What are the advantages of Speakup over Orca?
Michael Whapples
mwhapples at aim.com
Sun Aug 17 12:33:17 EDT 2008
On Sun, 2008-08-17 at 02:22 -0700, Tony Baechler wrote:
> Cody Hurst wrote:
> > Speakup is strictly for command line, a virtual console. Orca on the
> > other hand is intended to be a screen reader for the GUI desktop
> > environment, gnome. If you are good with bash and want to work in the
> > command line without the hastle of a desktop, then using speakup would
> > be the best choice. However I'm sure you know already you will need an
> > external synthisizer such as a double talk lt or a bns. Orca is
> > maintained by sun, speakup is not.
>
>
>
>
> Huh? What about using ESpeak or other software synths? Also, are you
> saying that Speakup is unmaintained? I see commits every few days and
> the bugs which I've reported all got fixed. Granted there is not a
> company developing it, but there aren't very many people testing it
> either. I think your statement that Orca is maintained by Sun and
> Speakup isn't is unfair and misleading.

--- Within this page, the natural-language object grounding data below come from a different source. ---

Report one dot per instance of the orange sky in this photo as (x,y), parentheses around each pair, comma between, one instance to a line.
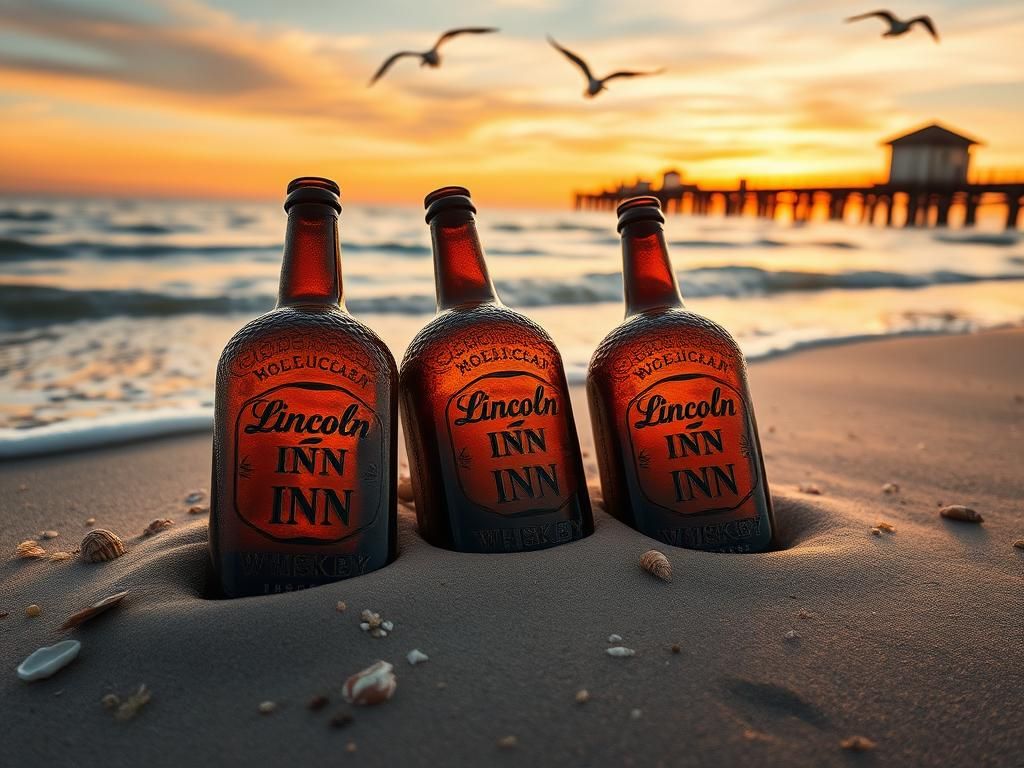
(180,98)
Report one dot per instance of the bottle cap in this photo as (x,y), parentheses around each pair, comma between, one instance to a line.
(644,208)
(313,189)
(446,199)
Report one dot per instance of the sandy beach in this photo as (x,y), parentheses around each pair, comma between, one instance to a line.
(912,639)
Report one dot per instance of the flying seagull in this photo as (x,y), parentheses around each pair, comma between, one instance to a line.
(430,57)
(898,27)
(595,86)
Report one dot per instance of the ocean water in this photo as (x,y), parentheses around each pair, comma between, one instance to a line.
(113,313)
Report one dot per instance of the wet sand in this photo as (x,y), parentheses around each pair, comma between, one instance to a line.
(913,639)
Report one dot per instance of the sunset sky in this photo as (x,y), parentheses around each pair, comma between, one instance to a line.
(230,98)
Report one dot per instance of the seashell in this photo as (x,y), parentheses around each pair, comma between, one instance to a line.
(857,743)
(620,651)
(134,704)
(30,549)
(157,525)
(416,656)
(960,512)
(656,563)
(371,686)
(48,659)
(101,545)
(93,610)
(406,491)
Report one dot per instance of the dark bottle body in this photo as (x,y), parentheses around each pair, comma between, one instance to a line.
(493,446)
(677,441)
(305,427)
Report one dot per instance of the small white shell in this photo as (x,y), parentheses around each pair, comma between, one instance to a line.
(416,656)
(373,685)
(619,650)
(48,659)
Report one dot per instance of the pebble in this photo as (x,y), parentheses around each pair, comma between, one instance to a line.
(48,659)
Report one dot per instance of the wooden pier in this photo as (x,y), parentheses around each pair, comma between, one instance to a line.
(928,179)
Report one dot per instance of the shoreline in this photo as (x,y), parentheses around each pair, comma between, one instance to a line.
(910,639)
(133,427)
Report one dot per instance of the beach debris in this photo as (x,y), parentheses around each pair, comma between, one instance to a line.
(960,512)
(340,720)
(416,656)
(134,704)
(372,685)
(48,659)
(372,623)
(93,610)
(157,525)
(195,497)
(406,491)
(656,563)
(29,550)
(101,545)
(857,743)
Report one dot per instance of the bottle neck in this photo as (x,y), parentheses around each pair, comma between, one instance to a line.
(650,284)
(311,270)
(460,271)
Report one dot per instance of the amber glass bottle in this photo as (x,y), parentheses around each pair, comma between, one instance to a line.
(677,443)
(305,426)
(493,448)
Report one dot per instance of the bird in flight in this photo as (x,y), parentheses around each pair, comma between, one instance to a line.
(430,57)
(595,86)
(898,27)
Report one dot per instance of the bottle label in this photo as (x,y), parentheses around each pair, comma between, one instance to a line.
(510,441)
(692,444)
(308,463)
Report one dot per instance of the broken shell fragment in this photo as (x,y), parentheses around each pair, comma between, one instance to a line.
(30,550)
(101,545)
(371,686)
(960,512)
(48,659)
(157,525)
(416,656)
(93,610)
(656,563)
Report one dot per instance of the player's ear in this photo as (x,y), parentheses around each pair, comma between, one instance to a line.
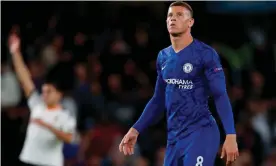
(191,22)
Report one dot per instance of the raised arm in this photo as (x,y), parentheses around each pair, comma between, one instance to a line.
(21,69)
(155,106)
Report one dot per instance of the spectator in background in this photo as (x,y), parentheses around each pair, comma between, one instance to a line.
(52,52)
(10,89)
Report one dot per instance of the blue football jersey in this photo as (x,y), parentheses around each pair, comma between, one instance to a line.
(185,80)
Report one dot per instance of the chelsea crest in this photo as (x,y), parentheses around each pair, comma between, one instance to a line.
(187,67)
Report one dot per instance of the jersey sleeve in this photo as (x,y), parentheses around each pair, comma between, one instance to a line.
(156,105)
(216,80)
(34,100)
(68,124)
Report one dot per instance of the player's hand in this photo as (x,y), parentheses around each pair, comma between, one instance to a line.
(230,149)
(128,142)
(14,43)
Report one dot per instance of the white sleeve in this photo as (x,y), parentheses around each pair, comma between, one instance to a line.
(34,100)
(68,124)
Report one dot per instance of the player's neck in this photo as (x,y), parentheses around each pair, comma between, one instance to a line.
(180,42)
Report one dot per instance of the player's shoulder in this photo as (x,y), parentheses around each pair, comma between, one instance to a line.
(203,47)
(65,114)
(204,50)
(164,54)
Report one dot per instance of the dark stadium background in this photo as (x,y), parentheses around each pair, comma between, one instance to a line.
(104,55)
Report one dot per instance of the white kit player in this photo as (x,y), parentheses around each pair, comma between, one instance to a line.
(49,125)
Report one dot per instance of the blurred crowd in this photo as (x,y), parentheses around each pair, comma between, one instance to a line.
(104,53)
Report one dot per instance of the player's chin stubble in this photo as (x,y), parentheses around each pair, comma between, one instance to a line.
(176,34)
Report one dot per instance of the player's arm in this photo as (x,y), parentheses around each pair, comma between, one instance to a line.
(66,132)
(21,69)
(155,106)
(216,79)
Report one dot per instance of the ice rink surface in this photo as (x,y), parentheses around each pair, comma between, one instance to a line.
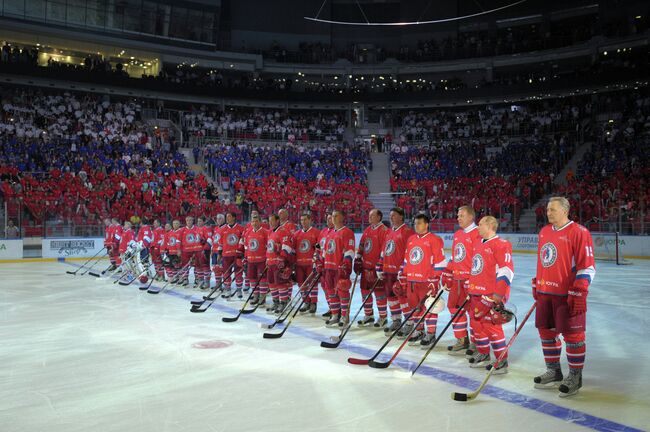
(84,354)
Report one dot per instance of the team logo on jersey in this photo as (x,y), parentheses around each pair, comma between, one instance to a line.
(459,252)
(390,247)
(416,256)
(331,247)
(305,245)
(477,264)
(548,254)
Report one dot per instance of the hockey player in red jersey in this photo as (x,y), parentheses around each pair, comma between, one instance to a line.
(489,288)
(306,240)
(365,262)
(424,261)
(247,228)
(455,275)
(116,236)
(172,247)
(319,257)
(231,254)
(337,265)
(215,241)
(108,240)
(202,273)
(144,239)
(156,248)
(277,259)
(285,223)
(565,269)
(125,236)
(390,261)
(254,242)
(191,248)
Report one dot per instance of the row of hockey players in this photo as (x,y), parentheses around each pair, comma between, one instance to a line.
(402,269)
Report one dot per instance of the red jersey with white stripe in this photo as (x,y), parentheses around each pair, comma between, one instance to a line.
(424,258)
(108,236)
(290,226)
(125,237)
(206,233)
(254,244)
(191,239)
(565,258)
(215,239)
(338,247)
(173,241)
(158,238)
(323,238)
(370,245)
(492,268)
(117,234)
(465,240)
(145,235)
(230,237)
(305,244)
(276,250)
(392,254)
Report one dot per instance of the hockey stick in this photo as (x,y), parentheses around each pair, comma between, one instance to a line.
(182,271)
(198,305)
(433,345)
(358,361)
(84,264)
(103,272)
(464,397)
(295,312)
(289,306)
(335,341)
(383,365)
(250,296)
(136,278)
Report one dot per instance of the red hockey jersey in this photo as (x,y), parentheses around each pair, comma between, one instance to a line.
(338,247)
(424,258)
(492,268)
(370,245)
(463,250)
(392,254)
(145,235)
(254,244)
(230,237)
(565,258)
(191,239)
(305,244)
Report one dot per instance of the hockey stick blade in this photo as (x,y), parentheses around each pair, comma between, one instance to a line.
(335,342)
(273,335)
(463,397)
(356,361)
(378,365)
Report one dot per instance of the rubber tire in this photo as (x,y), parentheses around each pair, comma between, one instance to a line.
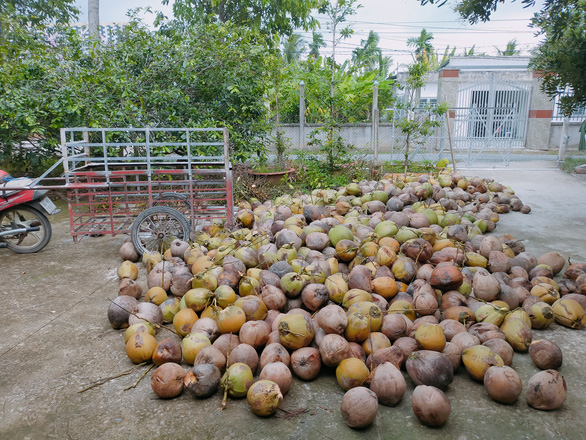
(45,229)
(155,211)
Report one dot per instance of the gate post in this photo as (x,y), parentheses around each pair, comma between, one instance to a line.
(301,115)
(564,140)
(375,122)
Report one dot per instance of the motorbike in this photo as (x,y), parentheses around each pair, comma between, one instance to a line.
(24,226)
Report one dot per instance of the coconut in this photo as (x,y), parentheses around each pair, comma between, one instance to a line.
(332,319)
(502,348)
(314,296)
(359,407)
(430,337)
(351,372)
(120,310)
(168,350)
(128,252)
(295,331)
(254,333)
(147,312)
(244,353)
(485,286)
(128,270)
(306,363)
(192,344)
(430,405)
(167,380)
(183,321)
(202,380)
(569,313)
(388,383)
(427,367)
(140,347)
(546,390)
(453,353)
(478,359)
(333,349)
(237,380)
(279,373)
(226,342)
(517,333)
(465,340)
(546,354)
(394,355)
(451,328)
(503,384)
(206,326)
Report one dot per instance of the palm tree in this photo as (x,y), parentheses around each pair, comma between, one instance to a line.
(368,55)
(316,42)
(510,50)
(422,44)
(292,48)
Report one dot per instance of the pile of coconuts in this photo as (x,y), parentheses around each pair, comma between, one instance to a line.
(377,281)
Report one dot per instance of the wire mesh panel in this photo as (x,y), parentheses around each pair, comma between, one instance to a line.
(113,174)
(490,120)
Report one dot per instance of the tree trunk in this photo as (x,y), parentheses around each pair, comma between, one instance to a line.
(94,20)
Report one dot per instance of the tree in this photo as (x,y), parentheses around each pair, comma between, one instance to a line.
(269,17)
(368,55)
(562,55)
(292,48)
(317,41)
(510,50)
(208,75)
(422,44)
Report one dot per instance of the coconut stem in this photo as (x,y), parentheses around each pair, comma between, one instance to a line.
(140,378)
(225,398)
(144,319)
(106,379)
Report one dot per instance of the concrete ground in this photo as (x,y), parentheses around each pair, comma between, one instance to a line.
(55,340)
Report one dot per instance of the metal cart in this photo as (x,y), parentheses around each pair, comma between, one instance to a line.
(156,184)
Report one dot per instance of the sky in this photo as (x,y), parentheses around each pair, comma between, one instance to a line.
(395,21)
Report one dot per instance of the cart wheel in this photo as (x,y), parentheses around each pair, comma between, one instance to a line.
(25,216)
(155,228)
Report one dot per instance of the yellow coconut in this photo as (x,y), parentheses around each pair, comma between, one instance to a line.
(490,313)
(192,344)
(295,331)
(430,337)
(337,287)
(404,307)
(372,312)
(517,333)
(264,397)
(156,295)
(355,295)
(128,270)
(568,313)
(184,320)
(230,319)
(351,373)
(479,358)
(541,315)
(358,327)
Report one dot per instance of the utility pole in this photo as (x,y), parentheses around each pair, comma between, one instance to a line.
(94,20)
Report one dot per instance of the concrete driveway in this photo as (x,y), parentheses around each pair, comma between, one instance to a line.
(55,340)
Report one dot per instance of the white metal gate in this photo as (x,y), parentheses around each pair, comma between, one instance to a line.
(490,120)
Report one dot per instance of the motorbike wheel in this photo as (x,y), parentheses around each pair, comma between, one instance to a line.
(155,228)
(25,216)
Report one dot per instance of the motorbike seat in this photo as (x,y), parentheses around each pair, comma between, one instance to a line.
(5,190)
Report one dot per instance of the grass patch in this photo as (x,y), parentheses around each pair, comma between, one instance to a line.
(570,163)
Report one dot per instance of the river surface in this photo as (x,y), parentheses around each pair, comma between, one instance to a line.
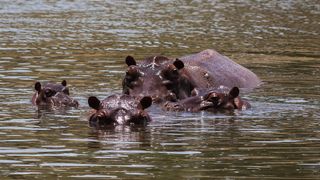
(85,43)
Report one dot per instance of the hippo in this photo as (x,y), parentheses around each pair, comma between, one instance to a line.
(119,109)
(211,69)
(174,79)
(214,100)
(53,95)
(157,77)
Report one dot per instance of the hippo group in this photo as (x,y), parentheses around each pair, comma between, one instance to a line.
(206,81)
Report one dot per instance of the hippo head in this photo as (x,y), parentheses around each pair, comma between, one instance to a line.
(210,100)
(53,95)
(119,110)
(158,77)
(223,101)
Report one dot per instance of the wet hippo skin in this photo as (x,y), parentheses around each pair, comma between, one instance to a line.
(53,95)
(211,69)
(119,109)
(214,100)
(172,79)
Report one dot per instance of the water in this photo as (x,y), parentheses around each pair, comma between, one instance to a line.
(85,42)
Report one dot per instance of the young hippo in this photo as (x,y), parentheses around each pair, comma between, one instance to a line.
(53,95)
(157,77)
(119,110)
(213,100)
(167,79)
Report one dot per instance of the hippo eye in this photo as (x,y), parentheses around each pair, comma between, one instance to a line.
(66,91)
(49,92)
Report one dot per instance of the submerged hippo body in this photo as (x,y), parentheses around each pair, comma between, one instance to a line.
(211,69)
(168,79)
(214,100)
(53,95)
(119,110)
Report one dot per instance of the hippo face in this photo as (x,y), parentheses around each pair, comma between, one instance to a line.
(158,77)
(210,100)
(53,95)
(119,110)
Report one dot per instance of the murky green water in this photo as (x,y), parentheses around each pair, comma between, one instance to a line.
(85,42)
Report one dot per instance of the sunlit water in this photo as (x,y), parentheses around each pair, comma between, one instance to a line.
(85,42)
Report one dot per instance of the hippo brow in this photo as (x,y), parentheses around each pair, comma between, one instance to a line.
(153,64)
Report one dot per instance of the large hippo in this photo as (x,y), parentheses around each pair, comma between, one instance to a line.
(171,79)
(214,100)
(119,110)
(53,95)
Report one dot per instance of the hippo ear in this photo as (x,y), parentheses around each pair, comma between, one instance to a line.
(145,102)
(130,61)
(64,83)
(234,92)
(37,86)
(178,64)
(94,102)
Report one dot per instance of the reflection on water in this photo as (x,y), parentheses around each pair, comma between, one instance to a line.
(85,42)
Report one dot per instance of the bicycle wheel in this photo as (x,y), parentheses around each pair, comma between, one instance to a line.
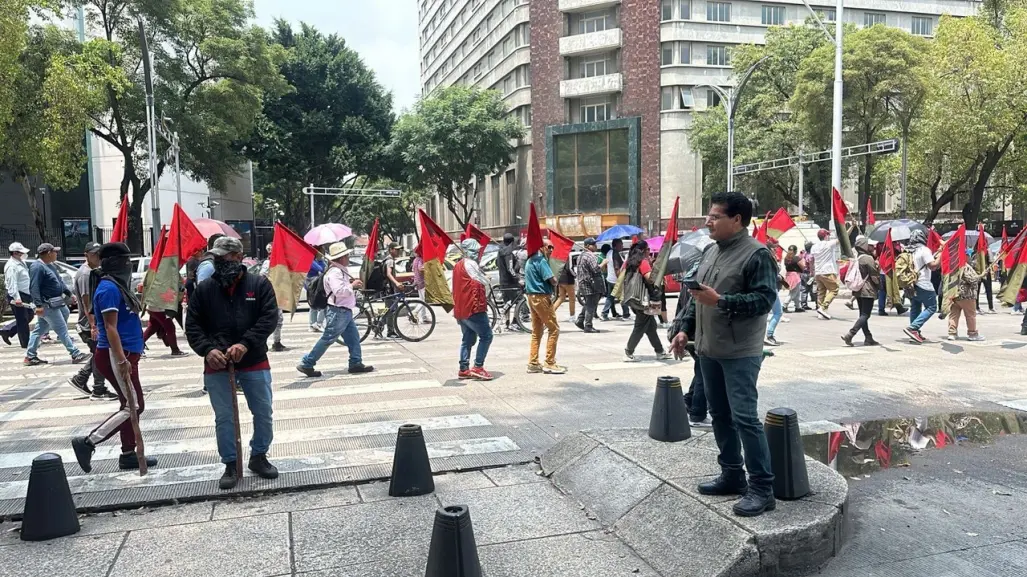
(414,320)
(523,315)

I would have to agree with what you said (regarding software speech and
who maintains each). The only thing I would say is that orca may appear
more active, but I feel it has more to be sorted out, eg. it still has
times when it can become unresponsive, times when it doesn't seem to
work with applications as you might expect, etc, where as I find speakup
is a very good reliable system I know I can always fall back to and get
speech output from my system. I would say that with software speech yes
there are some extra limitations to using speakup with a hardware synth,
eg. sometimes the software synth or driver software (such as speechd-up
and speech-dispatcher) may stop running, or software speech output isn't
possible for early parts of the boot process, but these situations are
rare that they may occur, or may be required.